Roosevelt — le prêt-bail devant le Congrès
Après avoir préparé l'opinion avec l'« arsenal des démocraties » et les « Quatre Libertés », Roosevelt veut transformer l'aide à la Grande-Bretagne en un dispositif durable. Londres est à bout de devises et ne peut plus payer comptant ; sans nouveau mécanisme, le flux d'armes américaines se tarira. La solution conçue par le président est le prêt-bail (Lend-Lease) : autoriser à fournir, prêter ou louer du matériel de guerre à tout pays dont la défense est jugée vitale pour les États-Unis, sans paiement immédiat.
Le projet, déposé au Congrès le 10 janvier 1941 sous le numéro symbolique HR 1776, déchaîne un débat national. Les isolationnistes — comité America First, sénateurs Wheeler et Nye, l'aviateur Lindbergh — y voient un pas décisif vers la guerre et une atteinte aux prérogatives du Congrès ; Wheeler le compare à « labourer un champ sur quatre » de la jeunesse américaine.
Roosevelt doit décider comment porter le combat : engager tout son poids politique pour faire adopter une loi ambitieuse, quitte à durcir l'affrontement avec les isolationnistes ; amender le texte pour le rendre plus acceptable au risque de l'affaiblir ; ou temporiser. L'issue déterminera la capacité de survie matérielle de la Grande-Bretagne.
Comment Roosevelt doit-il faire passer le prêt-bail ?

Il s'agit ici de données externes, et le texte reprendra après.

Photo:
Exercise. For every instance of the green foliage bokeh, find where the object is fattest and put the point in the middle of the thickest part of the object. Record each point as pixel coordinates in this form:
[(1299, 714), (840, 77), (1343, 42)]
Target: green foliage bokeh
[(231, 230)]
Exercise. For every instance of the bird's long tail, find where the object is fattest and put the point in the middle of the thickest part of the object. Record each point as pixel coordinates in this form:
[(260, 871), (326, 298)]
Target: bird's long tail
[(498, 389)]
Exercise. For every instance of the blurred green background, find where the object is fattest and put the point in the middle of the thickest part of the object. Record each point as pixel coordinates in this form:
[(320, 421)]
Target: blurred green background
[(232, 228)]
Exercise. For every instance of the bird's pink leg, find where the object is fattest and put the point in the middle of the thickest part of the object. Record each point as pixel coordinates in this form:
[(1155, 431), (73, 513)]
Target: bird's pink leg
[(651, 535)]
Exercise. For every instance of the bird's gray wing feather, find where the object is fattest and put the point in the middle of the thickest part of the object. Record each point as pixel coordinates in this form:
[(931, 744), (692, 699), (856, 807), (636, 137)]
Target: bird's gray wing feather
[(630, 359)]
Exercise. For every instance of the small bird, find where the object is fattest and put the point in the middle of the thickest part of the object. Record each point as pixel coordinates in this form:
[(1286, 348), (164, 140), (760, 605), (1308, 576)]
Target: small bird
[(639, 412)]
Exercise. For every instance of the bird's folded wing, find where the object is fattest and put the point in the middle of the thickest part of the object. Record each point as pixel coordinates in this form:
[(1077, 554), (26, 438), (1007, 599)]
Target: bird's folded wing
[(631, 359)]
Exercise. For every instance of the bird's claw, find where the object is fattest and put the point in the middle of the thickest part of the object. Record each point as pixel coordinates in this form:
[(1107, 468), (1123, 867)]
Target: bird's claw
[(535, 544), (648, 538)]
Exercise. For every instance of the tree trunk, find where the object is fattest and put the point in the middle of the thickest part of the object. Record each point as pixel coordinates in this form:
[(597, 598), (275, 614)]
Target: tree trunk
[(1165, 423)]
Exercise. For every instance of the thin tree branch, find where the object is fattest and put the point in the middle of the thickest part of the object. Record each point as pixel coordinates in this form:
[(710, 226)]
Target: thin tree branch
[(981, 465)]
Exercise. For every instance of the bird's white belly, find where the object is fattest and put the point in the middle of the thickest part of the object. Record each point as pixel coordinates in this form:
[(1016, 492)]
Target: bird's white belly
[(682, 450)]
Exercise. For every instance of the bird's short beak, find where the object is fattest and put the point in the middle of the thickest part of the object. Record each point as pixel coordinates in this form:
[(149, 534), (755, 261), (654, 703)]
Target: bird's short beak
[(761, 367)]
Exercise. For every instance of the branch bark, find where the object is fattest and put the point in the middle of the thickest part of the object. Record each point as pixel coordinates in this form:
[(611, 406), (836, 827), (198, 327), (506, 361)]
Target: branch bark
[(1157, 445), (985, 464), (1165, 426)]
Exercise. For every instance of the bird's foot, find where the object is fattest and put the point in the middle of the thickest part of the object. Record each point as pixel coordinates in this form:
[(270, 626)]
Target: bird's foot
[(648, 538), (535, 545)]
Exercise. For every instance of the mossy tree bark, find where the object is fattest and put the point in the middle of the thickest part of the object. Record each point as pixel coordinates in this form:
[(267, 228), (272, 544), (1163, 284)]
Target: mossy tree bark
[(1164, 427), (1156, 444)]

Roosevelt choisit A. Il défend le prêt-bail avec l'image restée fameuse du voisin qui prête son tuyau d'arrosage à celui dont la maison brûle, sans lui réclamer d'argent sur l'instant. Après des semaines de débats, la loi est votée en mars 1941. Le prêt-bail devient l'instrument financier décisif de la coalition alliée : il fournira pour des dizaines de milliards de dollars d'armes, de vivres et de matières premières à la Grande-Bretagne, puis à l'URSS et à la Chine, sans contrainte de paiement immédiat. C'est l'acte qui fait des États-Unis, encore neutres, l'« arsenal » effectif des démocraties, et qui scelle leur engagement matériel dans la guerre près d'un an avant Pearl Harbor.